Desde o livro Ofício de Mestre (ARROYO, 2000), acompanha-me a certeza de que nós, profissionais que trabalhamos com pessoas, vemo-nos na imagem social, no espelho no qual vemos educandas, educandos, crianças, adolescentes, jovens ou adultos. Quando os educandos são Outros, obrigam-nos a vê-los como Outros, e somos obrigados a pensar-nos, a ser Outros.
Quando, como Secretário da Rede Municipal de Belo Horizonte, chegava às escolas, no início dos 90, ouvia dos professores: os alunos são Outros, temos que ser Outros
. Com a chegada de crianças, adolescentes e de jovens-adultos com vidas tão quebradas, percebemos que as imagens que tínhamos dos educandos se quebraram, e com elas também se quebraram nossas autoimagens docentes. O livro Imagens Quebradas: trajetórias e tempos de alunos e mestres (ARROYO, 2004) sintetiza esses processos de sermos obrigados a quebrar nossas autoimagens profissionais quando os educandos são outros.
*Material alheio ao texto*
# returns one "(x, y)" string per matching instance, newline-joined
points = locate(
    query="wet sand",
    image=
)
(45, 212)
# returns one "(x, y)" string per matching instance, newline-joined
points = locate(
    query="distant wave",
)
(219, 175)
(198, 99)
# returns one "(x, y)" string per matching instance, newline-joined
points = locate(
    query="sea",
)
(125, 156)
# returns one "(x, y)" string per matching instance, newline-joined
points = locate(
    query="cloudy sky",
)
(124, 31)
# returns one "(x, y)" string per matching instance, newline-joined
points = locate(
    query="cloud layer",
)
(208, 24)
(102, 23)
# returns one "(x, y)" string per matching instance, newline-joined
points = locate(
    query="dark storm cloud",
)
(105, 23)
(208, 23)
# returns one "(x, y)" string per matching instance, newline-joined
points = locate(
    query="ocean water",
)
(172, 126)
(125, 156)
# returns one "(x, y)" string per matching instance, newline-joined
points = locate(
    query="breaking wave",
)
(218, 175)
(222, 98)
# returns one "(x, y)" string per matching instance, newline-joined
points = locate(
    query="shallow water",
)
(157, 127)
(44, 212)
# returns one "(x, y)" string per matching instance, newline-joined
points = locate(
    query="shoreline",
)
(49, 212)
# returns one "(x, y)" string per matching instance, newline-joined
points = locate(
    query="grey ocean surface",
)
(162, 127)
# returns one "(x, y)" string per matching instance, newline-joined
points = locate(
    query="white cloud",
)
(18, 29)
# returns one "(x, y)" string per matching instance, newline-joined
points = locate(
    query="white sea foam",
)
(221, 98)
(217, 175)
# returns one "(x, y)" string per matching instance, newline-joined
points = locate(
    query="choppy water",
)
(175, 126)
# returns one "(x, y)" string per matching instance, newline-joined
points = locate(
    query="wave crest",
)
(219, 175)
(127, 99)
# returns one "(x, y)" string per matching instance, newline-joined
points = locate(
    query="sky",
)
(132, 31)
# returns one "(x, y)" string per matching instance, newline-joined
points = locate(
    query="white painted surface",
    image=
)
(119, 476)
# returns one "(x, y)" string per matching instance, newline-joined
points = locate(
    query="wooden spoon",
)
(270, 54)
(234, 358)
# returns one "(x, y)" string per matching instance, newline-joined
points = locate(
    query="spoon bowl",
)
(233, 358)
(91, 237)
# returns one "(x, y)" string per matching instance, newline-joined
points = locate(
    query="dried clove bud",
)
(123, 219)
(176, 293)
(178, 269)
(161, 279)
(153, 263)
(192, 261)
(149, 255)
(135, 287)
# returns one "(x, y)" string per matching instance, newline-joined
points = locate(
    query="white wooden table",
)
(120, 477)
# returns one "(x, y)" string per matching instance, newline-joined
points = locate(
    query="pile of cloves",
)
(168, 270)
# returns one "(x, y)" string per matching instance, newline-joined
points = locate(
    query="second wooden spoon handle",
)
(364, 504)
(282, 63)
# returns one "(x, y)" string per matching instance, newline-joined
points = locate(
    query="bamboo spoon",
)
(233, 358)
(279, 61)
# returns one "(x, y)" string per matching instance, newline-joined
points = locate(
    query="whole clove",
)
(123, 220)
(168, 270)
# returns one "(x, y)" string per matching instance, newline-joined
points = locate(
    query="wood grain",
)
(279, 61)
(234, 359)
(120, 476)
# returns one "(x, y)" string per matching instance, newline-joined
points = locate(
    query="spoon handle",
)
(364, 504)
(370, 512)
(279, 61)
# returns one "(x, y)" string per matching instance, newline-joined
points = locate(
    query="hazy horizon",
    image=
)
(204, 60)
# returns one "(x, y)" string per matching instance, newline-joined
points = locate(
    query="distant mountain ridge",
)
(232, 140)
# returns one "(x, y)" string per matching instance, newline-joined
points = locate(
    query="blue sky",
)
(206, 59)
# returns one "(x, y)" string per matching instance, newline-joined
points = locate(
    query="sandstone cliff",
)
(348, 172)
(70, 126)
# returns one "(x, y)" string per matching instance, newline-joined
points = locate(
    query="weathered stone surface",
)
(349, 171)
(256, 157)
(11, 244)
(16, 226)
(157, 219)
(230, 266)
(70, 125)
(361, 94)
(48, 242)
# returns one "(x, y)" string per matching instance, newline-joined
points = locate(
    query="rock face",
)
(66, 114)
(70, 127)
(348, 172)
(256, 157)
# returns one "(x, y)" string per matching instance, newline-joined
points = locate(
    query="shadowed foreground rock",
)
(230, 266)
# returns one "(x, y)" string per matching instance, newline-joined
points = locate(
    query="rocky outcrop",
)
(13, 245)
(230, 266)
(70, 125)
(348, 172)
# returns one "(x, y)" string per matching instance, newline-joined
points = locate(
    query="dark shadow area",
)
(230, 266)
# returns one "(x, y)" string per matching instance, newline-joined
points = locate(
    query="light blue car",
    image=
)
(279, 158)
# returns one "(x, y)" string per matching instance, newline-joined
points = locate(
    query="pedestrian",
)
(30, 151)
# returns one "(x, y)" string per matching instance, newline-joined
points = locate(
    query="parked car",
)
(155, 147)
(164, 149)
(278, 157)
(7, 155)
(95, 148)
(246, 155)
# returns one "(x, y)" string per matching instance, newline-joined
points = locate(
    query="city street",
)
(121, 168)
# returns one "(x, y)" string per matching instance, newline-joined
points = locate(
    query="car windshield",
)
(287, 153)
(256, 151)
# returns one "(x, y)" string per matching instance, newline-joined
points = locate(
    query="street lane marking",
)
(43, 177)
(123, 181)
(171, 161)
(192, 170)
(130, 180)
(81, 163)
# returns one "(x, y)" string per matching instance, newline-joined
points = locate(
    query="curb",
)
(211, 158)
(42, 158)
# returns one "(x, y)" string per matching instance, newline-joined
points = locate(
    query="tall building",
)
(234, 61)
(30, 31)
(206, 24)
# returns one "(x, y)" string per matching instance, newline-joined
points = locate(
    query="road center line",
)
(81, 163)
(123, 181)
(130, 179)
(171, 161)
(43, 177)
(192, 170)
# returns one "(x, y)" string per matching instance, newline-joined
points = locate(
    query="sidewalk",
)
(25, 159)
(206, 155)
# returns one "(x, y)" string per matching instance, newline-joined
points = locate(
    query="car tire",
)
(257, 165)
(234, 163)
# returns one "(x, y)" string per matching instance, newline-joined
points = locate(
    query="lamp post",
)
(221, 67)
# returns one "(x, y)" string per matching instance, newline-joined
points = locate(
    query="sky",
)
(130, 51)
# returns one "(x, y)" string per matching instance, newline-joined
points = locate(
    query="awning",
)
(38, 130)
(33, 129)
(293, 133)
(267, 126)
Esse repensar nossas identidades no espelho dos educandos com quem trabalhamos merece tempos de estudo-formação especial nos educadores de jovens-adultos. Como os vemos? Uma pergunta persistente a orientar tempos de formação inicial e continuada. A especificidade dos jovens-adultos que chegam à EJA nos obriga a vê-los com Outros olhares em relação a como foram olhados, pensados, no ensino fundamental ou médio. São Outros exigindo ser olhados, pensados, tratados como Outros. Uma lição persistente nestas análises: Quem são esses jovens-adultos na EJA? Teremos de mudar nosso olhar para vê-los como realmente são?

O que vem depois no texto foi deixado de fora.